I thought about the use of gravity, but then i thought there might be a lot of background noise. I mean hell, I ‘emit’ ‘gravity waves’ (assuming gravitons exist in any real terms, otherwise I merely have a gravitational effect and the concept of emitting and/or gravity waves becomes a bit more dubious)
I would imagine that quantum effects would be the best way to improve communications. Either in totality or as a modification to EM if we can ever use it, it should yield greater bandwidth (in a composite system) or maybe even eliminate delay (in a pure system, but I do not know if this is even theoretically possible. Stupid quantum theory). Ofcourse, maybe we will develope FTL or a work around which will yield ’subspace’ radio.

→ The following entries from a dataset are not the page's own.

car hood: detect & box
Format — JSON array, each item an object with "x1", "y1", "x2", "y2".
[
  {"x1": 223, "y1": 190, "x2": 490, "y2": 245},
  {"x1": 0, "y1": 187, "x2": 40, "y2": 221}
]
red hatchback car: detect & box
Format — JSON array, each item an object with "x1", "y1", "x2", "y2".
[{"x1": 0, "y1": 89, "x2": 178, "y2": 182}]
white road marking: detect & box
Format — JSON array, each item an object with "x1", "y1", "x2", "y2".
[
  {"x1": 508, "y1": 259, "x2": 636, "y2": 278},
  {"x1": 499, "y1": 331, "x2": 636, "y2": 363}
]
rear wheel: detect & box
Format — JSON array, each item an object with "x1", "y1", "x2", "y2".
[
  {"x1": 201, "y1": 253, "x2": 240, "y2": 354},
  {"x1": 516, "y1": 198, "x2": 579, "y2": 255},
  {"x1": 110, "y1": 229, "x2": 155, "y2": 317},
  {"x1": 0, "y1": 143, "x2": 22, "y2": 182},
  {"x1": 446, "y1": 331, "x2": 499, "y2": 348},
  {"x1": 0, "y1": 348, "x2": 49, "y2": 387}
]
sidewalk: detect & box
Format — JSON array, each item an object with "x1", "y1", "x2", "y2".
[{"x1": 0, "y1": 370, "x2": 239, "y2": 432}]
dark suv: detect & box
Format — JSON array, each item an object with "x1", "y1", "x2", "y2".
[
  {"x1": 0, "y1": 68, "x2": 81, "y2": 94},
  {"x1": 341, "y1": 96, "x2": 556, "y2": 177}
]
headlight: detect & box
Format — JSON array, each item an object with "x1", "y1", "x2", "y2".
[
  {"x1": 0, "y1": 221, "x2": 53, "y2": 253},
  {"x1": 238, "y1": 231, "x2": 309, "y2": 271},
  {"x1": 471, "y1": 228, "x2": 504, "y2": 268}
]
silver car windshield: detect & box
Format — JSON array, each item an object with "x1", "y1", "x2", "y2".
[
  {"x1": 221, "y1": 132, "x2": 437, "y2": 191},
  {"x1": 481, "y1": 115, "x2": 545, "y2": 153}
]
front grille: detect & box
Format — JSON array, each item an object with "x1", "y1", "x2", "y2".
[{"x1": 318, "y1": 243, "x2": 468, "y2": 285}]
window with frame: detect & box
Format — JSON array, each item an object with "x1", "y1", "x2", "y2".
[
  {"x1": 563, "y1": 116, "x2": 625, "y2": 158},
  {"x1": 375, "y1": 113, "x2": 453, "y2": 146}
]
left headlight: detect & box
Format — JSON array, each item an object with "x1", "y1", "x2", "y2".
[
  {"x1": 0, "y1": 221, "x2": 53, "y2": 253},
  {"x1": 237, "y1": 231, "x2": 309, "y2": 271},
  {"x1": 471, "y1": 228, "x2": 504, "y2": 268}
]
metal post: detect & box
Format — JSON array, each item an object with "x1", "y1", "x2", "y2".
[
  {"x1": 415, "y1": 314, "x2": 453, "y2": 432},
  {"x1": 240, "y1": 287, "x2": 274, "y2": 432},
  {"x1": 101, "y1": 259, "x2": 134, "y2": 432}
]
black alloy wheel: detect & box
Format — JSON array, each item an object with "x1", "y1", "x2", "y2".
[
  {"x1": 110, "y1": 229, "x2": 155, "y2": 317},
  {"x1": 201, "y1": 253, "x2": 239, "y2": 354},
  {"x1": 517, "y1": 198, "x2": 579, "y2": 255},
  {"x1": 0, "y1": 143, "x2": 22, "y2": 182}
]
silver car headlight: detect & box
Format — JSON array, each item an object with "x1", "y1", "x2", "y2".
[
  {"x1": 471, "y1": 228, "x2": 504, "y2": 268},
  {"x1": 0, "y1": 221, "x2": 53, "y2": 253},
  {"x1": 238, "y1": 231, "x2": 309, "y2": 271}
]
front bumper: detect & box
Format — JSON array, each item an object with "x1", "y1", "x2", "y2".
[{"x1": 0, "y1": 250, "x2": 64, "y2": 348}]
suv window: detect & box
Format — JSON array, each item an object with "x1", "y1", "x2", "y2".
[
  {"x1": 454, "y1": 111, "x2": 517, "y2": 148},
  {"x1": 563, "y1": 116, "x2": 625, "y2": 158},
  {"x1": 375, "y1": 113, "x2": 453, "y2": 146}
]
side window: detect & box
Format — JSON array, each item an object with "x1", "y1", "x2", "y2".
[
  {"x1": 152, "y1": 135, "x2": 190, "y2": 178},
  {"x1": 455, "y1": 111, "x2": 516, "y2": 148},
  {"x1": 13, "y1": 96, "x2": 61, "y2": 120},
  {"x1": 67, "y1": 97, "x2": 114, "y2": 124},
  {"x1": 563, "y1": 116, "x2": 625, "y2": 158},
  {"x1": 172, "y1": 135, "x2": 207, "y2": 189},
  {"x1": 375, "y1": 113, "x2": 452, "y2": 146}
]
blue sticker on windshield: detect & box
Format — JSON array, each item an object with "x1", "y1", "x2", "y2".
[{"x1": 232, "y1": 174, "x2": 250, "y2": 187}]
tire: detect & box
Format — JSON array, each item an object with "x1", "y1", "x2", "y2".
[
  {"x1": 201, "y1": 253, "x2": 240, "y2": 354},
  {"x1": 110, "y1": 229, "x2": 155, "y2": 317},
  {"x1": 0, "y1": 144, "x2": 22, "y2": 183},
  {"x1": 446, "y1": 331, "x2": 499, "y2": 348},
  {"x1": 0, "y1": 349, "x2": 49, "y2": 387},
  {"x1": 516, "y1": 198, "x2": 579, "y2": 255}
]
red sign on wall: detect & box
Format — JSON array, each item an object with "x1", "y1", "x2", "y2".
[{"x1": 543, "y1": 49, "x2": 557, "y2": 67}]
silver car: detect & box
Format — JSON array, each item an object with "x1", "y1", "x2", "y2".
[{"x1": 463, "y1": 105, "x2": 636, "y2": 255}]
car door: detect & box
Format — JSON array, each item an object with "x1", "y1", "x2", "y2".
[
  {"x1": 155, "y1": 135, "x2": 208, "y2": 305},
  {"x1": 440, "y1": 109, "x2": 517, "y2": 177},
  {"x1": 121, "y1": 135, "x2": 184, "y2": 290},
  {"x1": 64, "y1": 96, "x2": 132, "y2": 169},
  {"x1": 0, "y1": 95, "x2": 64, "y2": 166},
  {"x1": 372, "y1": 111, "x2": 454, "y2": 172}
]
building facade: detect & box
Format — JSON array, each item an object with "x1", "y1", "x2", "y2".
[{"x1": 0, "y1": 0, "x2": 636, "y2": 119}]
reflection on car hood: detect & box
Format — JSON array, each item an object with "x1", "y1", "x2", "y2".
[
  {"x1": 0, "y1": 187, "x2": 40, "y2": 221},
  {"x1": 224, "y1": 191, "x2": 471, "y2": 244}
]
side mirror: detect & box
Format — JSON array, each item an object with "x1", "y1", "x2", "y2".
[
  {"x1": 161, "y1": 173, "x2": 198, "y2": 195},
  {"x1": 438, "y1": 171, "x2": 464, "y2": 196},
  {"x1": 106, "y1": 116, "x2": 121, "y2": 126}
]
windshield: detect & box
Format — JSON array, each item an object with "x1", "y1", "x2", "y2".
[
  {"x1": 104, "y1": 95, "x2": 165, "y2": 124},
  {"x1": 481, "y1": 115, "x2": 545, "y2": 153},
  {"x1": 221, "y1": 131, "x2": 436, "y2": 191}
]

Thinking about it, any carrier wave would be hindered by speed, noise and signal degradation. At present both EM and grav are limited by the speed of light. Both are hindered by background noise. So, would a ‘gravity wave’ be less susceptible to signal degradation and noise? Would a ‘gravity wave’ have a greater capacity for data? I would imagine that research into this field would either require or yield a unification theory. If such a thing exists it would likely lead to the wave behaving similarly to EM, perhaps with some trade offs. The only thing I could think of which might revolutionise everything without quantum effects or FTL workarounds would be if tachyons exist and could be controlled. Faster than light, and perhaps less naturally occuring. Less delay, less noise, perhaps less degradation. And since v=f*wavelength, and v is greater, and if I my thinking is anyway correct frequency can effect bandwidth, then potentially more data could be piped along. If they exist.
It seems to me that it will be more upto us to research new technologies to enable better communication than to discover something which is naturally better than light for the job.
I thought that the unknown patch was the crater at the centre left of screen? Or is this another one?
ummm, I think that the ground in ’sleepy hollow’ is interesting (they’re speculating it might have bounced in there and disturbed stuff), but there’s a patch closer to the lander too. ‘Sleepy Hollow’ is 12m away, and will take a day. So [quick calculations] it’d take the lander 91 years to get to the B2 landing site.
I agree that it’s far better to push forward on existing knowledge than to await new discoveries. Nevertheless, there seems to be potential in a lot of areas. Maybe it’s just sensitivity that needs increasing?
While I’m thinking about it, did you know that last year an electron microscope was developed with a ‘resolution’ of 1 angstrom? It can see individual atoms!
No i didn’t know that, but I am not particularly up to date on anything really. I do know that alpha particle microscopes are theoretically better because they have a shorter wavelength and therefore have better resolution. If I recall my particle physics correctly anyway.
—
Congratulations you are a google wack!!!!! Microbiological Muppetry.
Congratulations you are a google wack!!!!! Microbiological Muppetry.
That is absolutely brilliant news! I’m so proud. Oh dear, do I now have to make a goolewhack chain of 10 people?!